Perspectives

Scruter le scrutin

Haïti - Elections : Incertitude affichée du CEP


mardi 15 novembre 2005

P-au-P., 15 nov. 05 [AlterPresse] --- Le Conseil Electoral Provisoire (CEP) est incertain sur la possibilité d’organiser réellement des élections législatives et présidentielles en Haiti avant la fin de l’année.

Le président du CEP, Max Mathurin, qui s’est entretenu avec la presse ce 15 novembre au siège de l’institution, était dans l’incapacité de confirmer la tenue du premier tour du scrutin durant le mois de décembre.

La seule assurance qu’a pu donner Mathurin est que « nous oeuvrons à trouver une journée au cours du mois de décembre pour organiser le suffrage ».

Mathurin a admis que divers problèmes techniques n’ont pas encore été solutionnés. Il reste, entre autres, à finaliser la liste des candidats au sénat et à la députation, ainsi que les maquettes de bulletins de vote pour les députés.

Un délai de 21 jours est requis pour l’impression et la livraison des bulletins.

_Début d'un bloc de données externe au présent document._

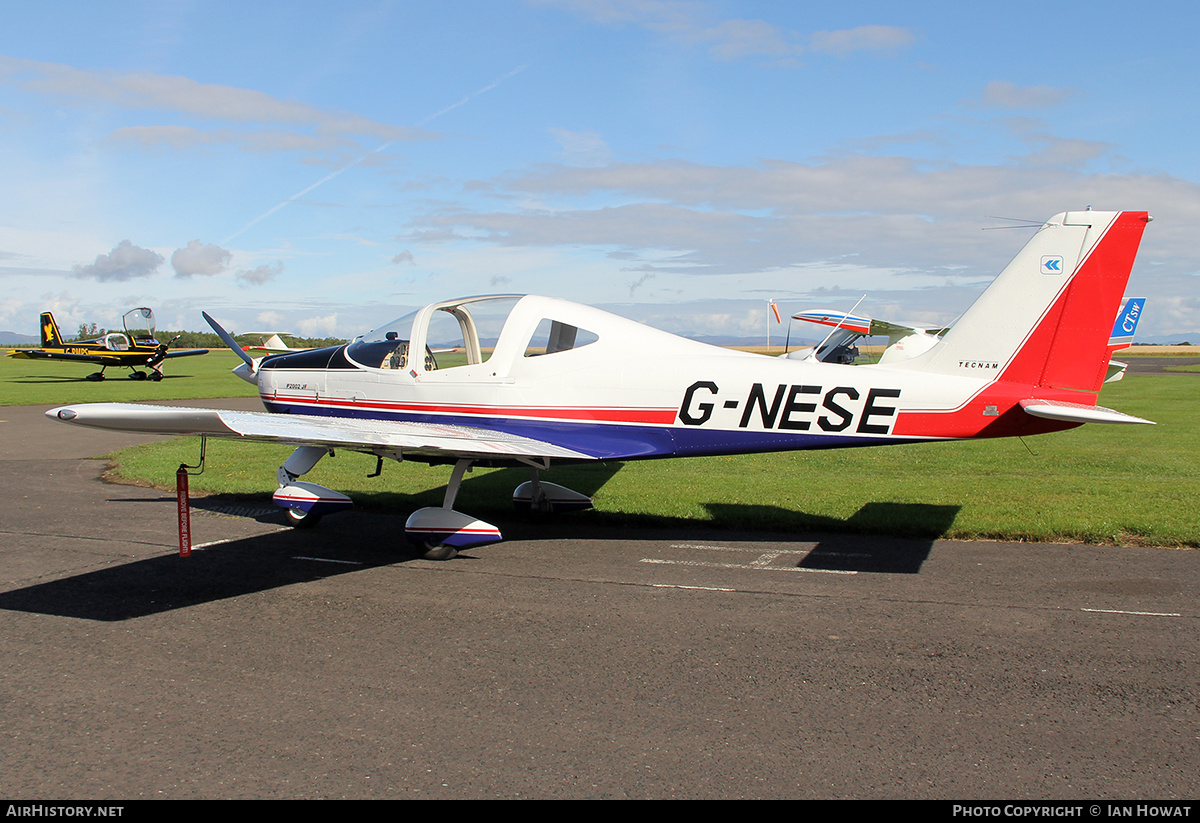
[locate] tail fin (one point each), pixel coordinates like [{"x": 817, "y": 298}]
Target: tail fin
[
  {"x": 51, "y": 336},
  {"x": 1045, "y": 320}
]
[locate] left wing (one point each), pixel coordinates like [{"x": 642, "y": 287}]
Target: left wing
[
  {"x": 425, "y": 439},
  {"x": 41, "y": 354}
]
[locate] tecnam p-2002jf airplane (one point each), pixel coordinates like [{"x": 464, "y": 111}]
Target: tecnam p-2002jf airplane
[{"x": 567, "y": 382}]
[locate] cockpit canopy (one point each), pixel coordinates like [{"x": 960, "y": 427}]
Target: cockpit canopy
[
  {"x": 465, "y": 332},
  {"x": 139, "y": 325}
]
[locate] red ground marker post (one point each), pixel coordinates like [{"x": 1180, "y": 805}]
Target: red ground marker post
[{"x": 185, "y": 514}]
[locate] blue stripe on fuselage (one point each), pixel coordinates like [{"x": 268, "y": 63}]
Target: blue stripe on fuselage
[{"x": 612, "y": 440}]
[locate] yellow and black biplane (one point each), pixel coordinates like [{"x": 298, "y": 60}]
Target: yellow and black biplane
[{"x": 136, "y": 349}]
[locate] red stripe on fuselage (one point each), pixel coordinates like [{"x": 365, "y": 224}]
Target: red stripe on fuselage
[{"x": 655, "y": 416}]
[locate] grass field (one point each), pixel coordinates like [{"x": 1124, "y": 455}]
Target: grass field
[
  {"x": 1125, "y": 485},
  {"x": 36, "y": 382}
]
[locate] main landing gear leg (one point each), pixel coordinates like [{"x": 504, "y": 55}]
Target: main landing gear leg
[
  {"x": 442, "y": 532},
  {"x": 538, "y": 497},
  {"x": 306, "y": 503}
]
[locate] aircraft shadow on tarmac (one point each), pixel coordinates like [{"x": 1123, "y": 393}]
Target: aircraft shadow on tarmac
[{"x": 353, "y": 541}]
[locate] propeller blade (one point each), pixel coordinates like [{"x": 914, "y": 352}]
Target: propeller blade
[{"x": 229, "y": 341}]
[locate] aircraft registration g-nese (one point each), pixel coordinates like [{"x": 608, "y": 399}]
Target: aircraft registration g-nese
[{"x": 532, "y": 380}]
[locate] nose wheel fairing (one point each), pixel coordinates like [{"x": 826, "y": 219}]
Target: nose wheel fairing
[{"x": 439, "y": 530}]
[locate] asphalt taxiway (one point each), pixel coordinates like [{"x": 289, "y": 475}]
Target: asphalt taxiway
[{"x": 567, "y": 662}]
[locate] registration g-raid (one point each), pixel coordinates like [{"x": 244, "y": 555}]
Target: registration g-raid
[{"x": 569, "y": 383}]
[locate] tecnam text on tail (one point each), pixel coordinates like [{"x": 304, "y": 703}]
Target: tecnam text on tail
[{"x": 569, "y": 383}]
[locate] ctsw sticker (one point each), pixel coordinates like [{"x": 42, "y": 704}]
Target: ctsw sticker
[{"x": 799, "y": 408}]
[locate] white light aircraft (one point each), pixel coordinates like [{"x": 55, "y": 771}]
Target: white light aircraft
[{"x": 569, "y": 383}]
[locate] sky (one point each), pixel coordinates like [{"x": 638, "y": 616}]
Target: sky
[{"x": 323, "y": 168}]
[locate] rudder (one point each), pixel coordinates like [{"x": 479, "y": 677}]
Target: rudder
[{"x": 1047, "y": 319}]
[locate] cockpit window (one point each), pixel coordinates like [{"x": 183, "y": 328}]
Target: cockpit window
[
  {"x": 553, "y": 336},
  {"x": 451, "y": 334}
]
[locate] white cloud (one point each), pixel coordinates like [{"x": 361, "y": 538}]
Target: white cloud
[
  {"x": 319, "y": 326},
  {"x": 198, "y": 258},
  {"x": 171, "y": 92},
  {"x": 586, "y": 149},
  {"x": 863, "y": 38},
  {"x": 259, "y": 275},
  {"x": 125, "y": 262},
  {"x": 1001, "y": 94},
  {"x": 735, "y": 38}
]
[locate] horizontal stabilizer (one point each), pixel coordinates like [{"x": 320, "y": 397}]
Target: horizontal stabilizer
[{"x": 1078, "y": 413}]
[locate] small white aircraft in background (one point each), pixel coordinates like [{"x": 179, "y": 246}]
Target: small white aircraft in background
[
  {"x": 906, "y": 340},
  {"x": 273, "y": 343},
  {"x": 569, "y": 383}
]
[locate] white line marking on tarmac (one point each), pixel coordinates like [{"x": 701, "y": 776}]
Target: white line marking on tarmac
[
  {"x": 1121, "y": 611},
  {"x": 696, "y": 588},
  {"x": 762, "y": 563}
]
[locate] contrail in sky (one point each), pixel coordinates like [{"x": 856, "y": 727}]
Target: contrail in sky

Ces données doivent être prises en compte dans la mise au point d’un calendrier définitif des consultations.

Autre paramètre non moins important : la livraison et la distribution des Cartes d’Identification Nationale (CIN) ou cartes électorales. Selon max Mathurin, « le CEP n’a aucune influence sur la compagnie de fabrication et toute démarche en ce sens doit passer par l’OEA, signataire du contrat ».

Mathurin affirme ne pas avoir l’assurance de l’OEA de pouvoir remettre les CIN, avant le vote, aux 3,5 millions d’inscrits.

Pourtant, la semaine dernière, l’OEA avait publiquement rassuré sur la possibilité que toutes les cartes soient livrées avant la tenue du scrutin.

Au stade actuel, l’institution électorale ne cache plus son incertitude, affiche son insatisfaction et admet qu’elle a très peu de contrôle sur des leviers essentiels dans l’avancement du processus.

« Le CEP n’est pas satisfait de ses réalisations, en regard des retards accumulés dans l’exécution de ses tâches », s’autocritique Mathurin. Mais, selon lui l’entière responsabilité ne repose pas sur l’instance électorale.

Le CEP « n’est pas le seul opérateur » sur le terrain électoral, relève Max Mathurin. Il pointe du doigt des organismes internationaux qui ont des responsabilités dans la lenteur du processus.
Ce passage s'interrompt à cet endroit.